Augmentation des effectifs, certification… Comment l'Ordre des médecins justifie la hausse de ses cotisations
[INFO EGORA] Attaqué par les médecins sur la forte hausse des cotisations des sociétés médicales pour 2026, le Conseil national de l'Ordre des médecins (Cnom) a pris la plume pour se justifier. Dans un courrier adressé à l'ensemble des conseils départementaux, qu'Egora s'est procuré, l'institution ordinale annonce notamment le recrutement d'environ "25 % de moyens humains spécialisés".
Les médecins ont jusqu'au 31 mars pour s'acquitter de leurs cotisations ordinales. Et cette année, la note est plutôt salée pour les sociétés médicales. Si la facture ne grimpe que d'un euro pour les personnes physiques pour s'établir à 365 euros, elle augmente beaucoup plus pour les SCP, SEL et SPFPL.
En effet, à compter de 2026, la cotisation des médecins en SCP augmente de 50% indépendamment du nombre d'associés, pour s'établir à 547,50 euros. Les cotisations pour les médecins en SEL et SPFPL représentent pour leur part 1,5 cotisation et sont multipliées par le nombre de médecins associés. Ainsi, un médecin associé, exerçant ou non, devra s'acquitter de 547,50 euros. Pour deux associés médecins, il faudra donc payer l'équivalent de trois cotisations, soit 1095 euros. Il s'agit donc de multiplier le nombre d'associés médecins (exerçant ou non) par 1,5 cotisation.
Cette forte augmentation, dénuée d'explications, a provoqué la colère du corps médical qui s'est notamment exprimé sur les réseaux sociaux. Les syndicats FMF et Jeunes Médecins ont également demandé des comptes et dénoncé "la folie taxatrice" de l'Ordre.
Dans un courrier daté du 23 janvier, dont Egora a eu copie, adressé à l'ensemble des conseils départementaux, le Conseil national justifie cette augmentation. "Cette évolution est indispensable pour moderniser l’Ordre et lui permettre d’assurer ses nouvelles missions (mise en place de la certification périodique, vérification annuelle du respect des règles de détention du capital et de fonctionnement des sociétés d’exercice, droit d’exercice complémentaire, etc.)", indique le texte.

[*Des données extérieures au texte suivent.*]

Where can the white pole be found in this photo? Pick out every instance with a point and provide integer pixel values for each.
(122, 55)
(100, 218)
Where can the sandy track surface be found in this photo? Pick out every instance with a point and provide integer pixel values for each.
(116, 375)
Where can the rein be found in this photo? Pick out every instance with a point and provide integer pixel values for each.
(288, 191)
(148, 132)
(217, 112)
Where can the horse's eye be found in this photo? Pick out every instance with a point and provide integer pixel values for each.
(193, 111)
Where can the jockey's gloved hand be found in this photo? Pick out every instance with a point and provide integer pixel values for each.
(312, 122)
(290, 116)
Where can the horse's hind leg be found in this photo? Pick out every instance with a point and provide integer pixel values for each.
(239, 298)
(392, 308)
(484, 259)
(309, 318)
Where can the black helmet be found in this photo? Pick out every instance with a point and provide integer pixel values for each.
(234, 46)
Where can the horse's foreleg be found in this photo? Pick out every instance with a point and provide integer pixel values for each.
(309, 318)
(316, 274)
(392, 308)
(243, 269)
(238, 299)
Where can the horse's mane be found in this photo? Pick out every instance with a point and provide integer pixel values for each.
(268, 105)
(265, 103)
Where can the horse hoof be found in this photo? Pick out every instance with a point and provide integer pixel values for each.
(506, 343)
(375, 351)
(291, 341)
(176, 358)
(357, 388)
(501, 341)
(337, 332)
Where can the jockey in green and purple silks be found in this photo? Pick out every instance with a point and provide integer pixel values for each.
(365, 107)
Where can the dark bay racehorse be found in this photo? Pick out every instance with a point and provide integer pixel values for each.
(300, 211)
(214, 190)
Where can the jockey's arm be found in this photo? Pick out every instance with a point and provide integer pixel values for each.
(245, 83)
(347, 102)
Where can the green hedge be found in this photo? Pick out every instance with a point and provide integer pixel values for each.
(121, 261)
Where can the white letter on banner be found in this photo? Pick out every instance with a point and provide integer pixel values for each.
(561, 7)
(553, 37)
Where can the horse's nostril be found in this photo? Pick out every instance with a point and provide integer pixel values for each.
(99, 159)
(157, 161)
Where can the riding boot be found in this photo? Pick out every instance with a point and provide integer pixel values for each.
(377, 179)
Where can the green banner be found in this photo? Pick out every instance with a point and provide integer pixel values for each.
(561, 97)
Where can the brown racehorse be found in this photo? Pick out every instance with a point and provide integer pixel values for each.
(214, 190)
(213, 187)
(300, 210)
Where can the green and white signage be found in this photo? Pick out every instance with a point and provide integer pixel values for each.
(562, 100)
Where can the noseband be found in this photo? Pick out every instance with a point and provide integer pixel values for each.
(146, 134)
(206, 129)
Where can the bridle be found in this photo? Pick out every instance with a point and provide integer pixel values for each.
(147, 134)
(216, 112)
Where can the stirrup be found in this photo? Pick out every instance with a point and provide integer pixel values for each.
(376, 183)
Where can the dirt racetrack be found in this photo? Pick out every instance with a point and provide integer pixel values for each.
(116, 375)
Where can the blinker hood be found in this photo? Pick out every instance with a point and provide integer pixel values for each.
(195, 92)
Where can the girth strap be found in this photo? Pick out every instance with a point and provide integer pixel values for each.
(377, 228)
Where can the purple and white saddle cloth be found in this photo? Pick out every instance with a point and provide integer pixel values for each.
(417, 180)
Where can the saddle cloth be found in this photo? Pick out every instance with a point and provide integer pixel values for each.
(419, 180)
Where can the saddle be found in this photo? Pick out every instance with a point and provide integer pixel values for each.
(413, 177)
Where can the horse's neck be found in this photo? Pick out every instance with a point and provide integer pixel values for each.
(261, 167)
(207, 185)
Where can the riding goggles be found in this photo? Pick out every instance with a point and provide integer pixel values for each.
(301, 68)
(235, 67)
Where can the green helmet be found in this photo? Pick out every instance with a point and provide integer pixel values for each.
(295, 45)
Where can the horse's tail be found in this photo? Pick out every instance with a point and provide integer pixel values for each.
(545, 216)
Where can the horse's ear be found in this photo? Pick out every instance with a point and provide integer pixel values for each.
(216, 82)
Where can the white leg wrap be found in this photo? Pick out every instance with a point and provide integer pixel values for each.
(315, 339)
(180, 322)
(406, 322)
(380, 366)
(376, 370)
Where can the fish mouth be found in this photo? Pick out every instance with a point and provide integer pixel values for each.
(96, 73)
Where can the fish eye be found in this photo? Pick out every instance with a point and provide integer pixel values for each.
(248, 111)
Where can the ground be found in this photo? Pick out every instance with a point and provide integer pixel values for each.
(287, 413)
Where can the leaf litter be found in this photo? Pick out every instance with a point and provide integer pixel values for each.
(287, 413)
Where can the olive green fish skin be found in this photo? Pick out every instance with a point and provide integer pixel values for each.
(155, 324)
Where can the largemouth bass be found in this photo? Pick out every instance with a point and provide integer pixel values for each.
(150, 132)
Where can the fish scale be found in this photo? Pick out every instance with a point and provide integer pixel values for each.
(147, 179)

"La montée en compétences des instances ordinales ne peut être assumée qu’à condition de disposer :
- de personnels administratifs dans chaque CDOM ayant des qualifications adaptées aux nouveaux objectifs ;
- d’équipes administratives et juridiques de niveau régional pour accompagner la complexité croissante des dossiers ;
- d’un renforcement juridique au niveau national afin de développer une doctrine, et d’assurer un appui, une harmonisation et une conformité des décisions", ajoute la lettre signée par la Dre Françoise Le Magadoux, trésorière du Cnom, et par le Dr Jean-François Delahaye, secrétaire général.
Une augmentation d’environ 25 % de moyens humains spécialisés
Ils estiment devoir "cette modernisation structurelle à l’ensemble des médecins pour maintenir un service ordinal réactif, compétent et cohérent sur tout le territoire". Pour y parvenir et "assurer un traitement sécurisé, homogène et dans des délais acceptables", l'Ordre estime qu'"une augmentation d’environ 25 % de moyens humains spécialisés à tous les niveaux de l’institution est nécessaire".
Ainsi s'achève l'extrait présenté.